Pendant 500 ans ils nous ont menti. Ils ont caché une donnée très importante sur le Brésil. Ils nous avaient dit que nous étions ‘brasileiros’. Que nous étions des citoyens brasileiros, que nous devrions aider les autres, en payant des impôts sans nous plaindre ni attendre beaucoup de choses en retour. Ils ont caché tout ce temps le fait que le terme brasileiro n’est pas synonyme de citoyenneté, mais le nom d’une profession.

 

Brasileiro rime avec boulanger, maçon, forgeron. Brasileiro c’était la profession des Portugais qui voyageaient pour le Brésil, restaient quelques mois et repartaient avec l’or, l’argent et le bois. Ils emportaient tout ce qu’ils pouvaient, sans rien laisser en échange.
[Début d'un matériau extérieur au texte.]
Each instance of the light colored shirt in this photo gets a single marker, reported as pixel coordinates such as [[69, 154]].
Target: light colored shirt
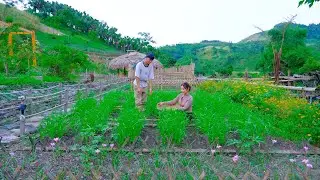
[[144, 74], [184, 102]]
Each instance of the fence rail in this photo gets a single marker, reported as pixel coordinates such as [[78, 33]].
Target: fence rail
[[59, 99]]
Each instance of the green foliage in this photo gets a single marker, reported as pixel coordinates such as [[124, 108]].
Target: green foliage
[[22, 18], [172, 126], [154, 99], [62, 16], [9, 19], [294, 118], [295, 52], [77, 41], [88, 118], [63, 61], [19, 80], [52, 79], [210, 57], [227, 71], [131, 122], [217, 115]]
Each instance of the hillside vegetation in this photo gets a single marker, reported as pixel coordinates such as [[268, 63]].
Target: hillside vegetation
[[212, 57]]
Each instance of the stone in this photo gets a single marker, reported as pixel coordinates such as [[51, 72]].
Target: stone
[[9, 138], [4, 132], [12, 126], [34, 119], [34, 124]]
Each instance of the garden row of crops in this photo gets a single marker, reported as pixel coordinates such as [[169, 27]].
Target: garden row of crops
[[282, 114], [223, 115]]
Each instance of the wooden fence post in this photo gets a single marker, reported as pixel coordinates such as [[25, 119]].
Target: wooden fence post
[[66, 100], [100, 91], [60, 87]]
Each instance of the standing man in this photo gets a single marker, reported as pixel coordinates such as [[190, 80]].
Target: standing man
[[144, 73]]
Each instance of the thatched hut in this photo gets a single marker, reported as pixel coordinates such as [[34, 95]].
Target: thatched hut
[[126, 62]]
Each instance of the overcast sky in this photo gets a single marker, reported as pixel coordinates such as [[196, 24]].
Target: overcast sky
[[176, 21]]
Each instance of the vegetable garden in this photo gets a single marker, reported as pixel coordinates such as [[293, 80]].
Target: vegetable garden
[[238, 130]]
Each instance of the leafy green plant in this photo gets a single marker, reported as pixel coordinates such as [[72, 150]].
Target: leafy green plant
[[172, 126], [130, 122], [154, 99], [54, 126], [19, 80]]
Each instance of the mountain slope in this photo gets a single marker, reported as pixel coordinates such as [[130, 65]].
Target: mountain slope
[[212, 56]]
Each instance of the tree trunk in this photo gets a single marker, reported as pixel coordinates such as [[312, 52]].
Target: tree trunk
[[277, 68], [6, 68], [289, 74]]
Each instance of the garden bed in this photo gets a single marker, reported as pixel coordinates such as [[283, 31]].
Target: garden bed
[[112, 139]]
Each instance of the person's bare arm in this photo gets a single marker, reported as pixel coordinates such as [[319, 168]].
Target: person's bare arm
[[150, 86], [138, 84], [187, 105], [173, 102]]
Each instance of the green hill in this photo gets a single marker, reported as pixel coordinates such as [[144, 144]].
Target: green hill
[[213, 56]]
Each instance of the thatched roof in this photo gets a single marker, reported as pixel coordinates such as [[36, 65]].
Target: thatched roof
[[125, 60]]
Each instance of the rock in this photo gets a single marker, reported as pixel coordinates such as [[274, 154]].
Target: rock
[[4, 132], [34, 124], [12, 126], [34, 119], [9, 138], [28, 130]]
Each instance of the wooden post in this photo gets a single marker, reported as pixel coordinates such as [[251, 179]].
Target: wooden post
[[60, 95], [100, 91], [66, 100], [87, 90], [161, 79], [22, 124]]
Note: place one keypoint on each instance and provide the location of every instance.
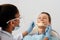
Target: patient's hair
(49, 17)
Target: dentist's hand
(31, 26)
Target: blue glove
(30, 28)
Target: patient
(43, 28)
(44, 25)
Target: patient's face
(44, 19)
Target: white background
(29, 10)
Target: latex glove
(31, 26)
Les Brasileiros ne voient pas le Brésil comme une nation, mais comme une terre à exploiter, le plus rapidement possible. Investir dans le pays est considéré une ânerie; constituer une famille et la garder en bonne santé c’est du temps perdu.

 

Ce sont ces Brasileiros-là qui sont devenus les bandits et les malfaiteurs d’aujourd’hui, assoiffés du gain, qui ne cherchent qu’une chose: profiter de tout. Je sais que, cher lecteur, que vous êtes un Brésilien. Brésilien rime avec Italien, Indien, Australien. Brasilien n’est pas une profession, mais une déclaration de citoyenneté. Il rime avec Américain, puritain, ces personnes dévouées qui ont croisé l’Atlantique pour créer un monde meilleur, une famille, une nouvelle nation. Ils sont venus planter et tenter de récolter les fruits de leur travail, toujours en donnant quelque chose en échange de ce qu’ils recevaient des autres.

 

Des gens venus pour rester, créer une communauté, un foyer. Ils ont investi dans des écoles et dans l’éducation des enfants et produit pour la consommation interne. Ce sont les Brésiliens qui ont fait cette nation, qui comprend indiens, noirs et millions d’immigrés italiens, espagnols, japonais, portugais, polonais et allemands, qui ont mis des racines dans ce pays.

Les Brésiliens investissent dans la Bourse de São Paulo. Les Brasileiros investissent dans les banques offshore des Îles Cayman ou vivent six mois par an en Angleterre pour ne pas payer d’impôts au Brésil. Des Brasileiros qui adorent le livre l’Oisiveté Creatrice, de Domenico de Masi; ils ne trouvent pas un livre avec le titre le Travail Productif. C’est préoccupant. Comme disait le ministre Delfim Netto, le rêve de tout Brasileiro est de sucer le mamelon de quelqu’un. Qui détruit lentement ce pays ce sont les Brasileiros; une chose que vous, lecteur, craigniez depuis longtemps. Malheureusement, l’Institut National de Géographie et de Statistique ne s’intéresse pas à l’actuelle proportion entre Brasileiros et Brésiliens dans ce pays. Ce sont deux classes vraiment importantes pour comprendre le Brésil. Il serait plus important encore de savoir laquelle augmente et laquelle diminue plus rapidement: une information annuelle et stratégique qui permettrait de prévoir la croissance du pays.

 

Je ne vais pas tenter une estime, je laisse au lecteur de la faire, pour savoir s’il y aura une croissance ou seulement la continuation du conflit distributif dans ce pays. L’éternel conflit entre ceux qui se preoccupent de la création d’emplois et ceux qui ne pensent qu’à la distribution des revenus. Les Brésiliens de cette terre n’ont pas une Constitution: elle est encore niée à une partie importante de la population. Une Constitution faite par les vrais citoyens, qui encourage le travail, les investissements, la famille, la responsabilité sociale, la création de revenus, et non seulement leur distribution. Une Constitution de devoirs, comme celui de construire un avenir, et non seulement de droits, de ceux qui ne veulent que  garantir les leurs.

Nous avons besoin d’écrire et de réécrire nos livres d’histoire. Au lieu faire le portrait de ce que les Brasileiros n’ont pas fait, nous avons besoin de montrer  les beaux exemples et ce que le peuple brésilien a fait pour cette terre. Un livre sur l’Histoire Brésilienne, dont nous devons être orgueilleux.